It is possible to clean an air filter, but it’s usually best to replace it altogether.
No matter how good the air filter in your home is, it should be replaced regularly. The perfect timeline for changing your air filters depends on the home traffic, but you shouldn’t keep an air filter for more than three months. Some of the factors that affect how regularly you change air filters include the following;
- The number of people in your home.
- The presence of pets.
- The design of the HVAC system.
Changing the air filter is not exactly challenging if you can identify the location and have the right tools to open the area up. However, a full replacement should be done with an HVAC professional (at least the first time) to avoid mistakes.
Read: Which Side Of Air Filter Faces Out?
3. Faulty Condensate Pump
The design of your HVAC system depends mainly on your home’s setup. If the HVAC system is higher than the home’s drain, you will not need a condensate pump. However, if the HVAC system is at the same level or below the drain, you will need a condensate pump.
Most condensate pumps are centrifugal and automatically pump the water when it reaches a certain level. When this pump breaks or goes bad, the water will stay at one point, causing leaks.
How To Fix?
The best thing to do in this situation is to replace the condensate pump altogether.
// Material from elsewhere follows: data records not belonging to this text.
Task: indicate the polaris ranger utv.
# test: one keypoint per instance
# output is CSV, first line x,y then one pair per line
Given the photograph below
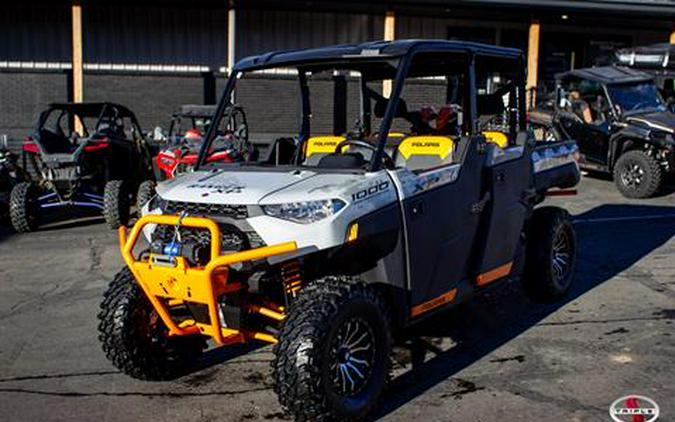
x,y
342,237
84,155
621,124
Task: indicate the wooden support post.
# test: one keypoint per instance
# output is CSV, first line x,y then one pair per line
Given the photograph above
x,y
532,61
231,36
78,84
389,35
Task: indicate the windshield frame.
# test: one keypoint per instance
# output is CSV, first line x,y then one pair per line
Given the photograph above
x,y
400,64
613,102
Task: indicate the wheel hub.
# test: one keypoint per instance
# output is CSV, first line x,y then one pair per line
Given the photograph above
x,y
352,354
632,175
561,256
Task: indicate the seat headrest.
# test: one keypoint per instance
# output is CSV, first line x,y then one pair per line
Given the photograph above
x,y
381,107
323,145
489,104
349,160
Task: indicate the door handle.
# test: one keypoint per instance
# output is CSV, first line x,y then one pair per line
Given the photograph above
x,y
417,209
478,207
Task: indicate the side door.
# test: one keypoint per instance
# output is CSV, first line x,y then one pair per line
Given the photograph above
x,y
508,176
441,223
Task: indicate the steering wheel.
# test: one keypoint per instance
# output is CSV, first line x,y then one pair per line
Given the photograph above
x,y
386,159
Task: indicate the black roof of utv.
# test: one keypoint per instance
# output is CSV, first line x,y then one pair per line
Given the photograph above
x,y
607,75
93,109
373,49
195,110
652,57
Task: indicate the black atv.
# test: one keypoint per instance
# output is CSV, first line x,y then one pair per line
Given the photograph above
x,y
620,123
85,155
11,174
659,61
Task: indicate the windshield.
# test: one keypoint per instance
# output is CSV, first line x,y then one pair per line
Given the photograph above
x,y
341,115
636,98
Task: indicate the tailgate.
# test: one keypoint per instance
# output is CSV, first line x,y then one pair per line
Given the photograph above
x,y
555,166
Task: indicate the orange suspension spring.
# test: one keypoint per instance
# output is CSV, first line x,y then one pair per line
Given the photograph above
x,y
291,274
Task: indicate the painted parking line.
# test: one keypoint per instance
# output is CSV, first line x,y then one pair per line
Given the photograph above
x,y
625,218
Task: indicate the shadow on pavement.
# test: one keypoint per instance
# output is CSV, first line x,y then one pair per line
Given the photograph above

This YouTube video will give you insight into how to check and replace the pump:
However, I strongly recommend that you do not attempt to fix or replace this pump without the help of an expert.
4. Bad Drain Pan
Every HVAC system has a drain pan with the sole purpose of collecting the moisture removed from the air. The drain pan is located below the evaporator coil (in the air handler) to absorb the water. However, you may need a secondary drain pipe in the system if you have a horizontal drain pipe.
There are three materials used to make HVAC drain pans to ensure their longevity, including the following:
- Stainless steel
- Galvanized steel coated with acrylic
Most drain pans’ designs ensure it works for an extended period, but not forever. Over the years, the drain pan may get damaged or rust due to the volume of water running through the pan. When this aspect of the system fails, the water will leak through the air handler.
How To Fix?
After you have checked the system to be sure that your drain pan is the problem, you’ll need to replace it. The best way to do this is to call an HVAC professional.
Drain pan damage is a sign that your HVAC system is quite old, so having an expert check the whole system while replacing the pan is never a bad idea.
5. Low Refrigerant and Dirty Evaporator Coil
The refrigerant of your air conditioning system is the part of the system that controls pressure levels, and when the refrigerant reduces, it reduces the pressure.
The reduced pressure of the refrigerant will cause the evaporating coils inside the air handler to freeze, causing leaks when the coils unfreeze. When the frozen moisture on the coils condenses, it may be too much for the drain pan to contain.
Additionally, if the evaporator coils get dirty, they hinder how the water moves from the coil into the drain pan.
How To Fix?
Whether the problem is with the refrigerant or the evaporator coil, you need to contact an expert to help in this case.
If the refrigerant is the problem, you will need an expert to help you fill it to the appropriate point. On the other hand, if the evaporator coils are dirty, you’ll need to give them a good clean.
If your air handler is leaking water, it is most likely due to a dirty condensate pipe. This pipe is essential to release trapped moisture, so any buildup will likely cause a leak.
Low refrigerant levels and a dirty air filter may also cause leaks. It’s usually recommended to contact an HVAC professional to fix any problems you’re experiencing since bad fixes will lead to expensive repairs in the future.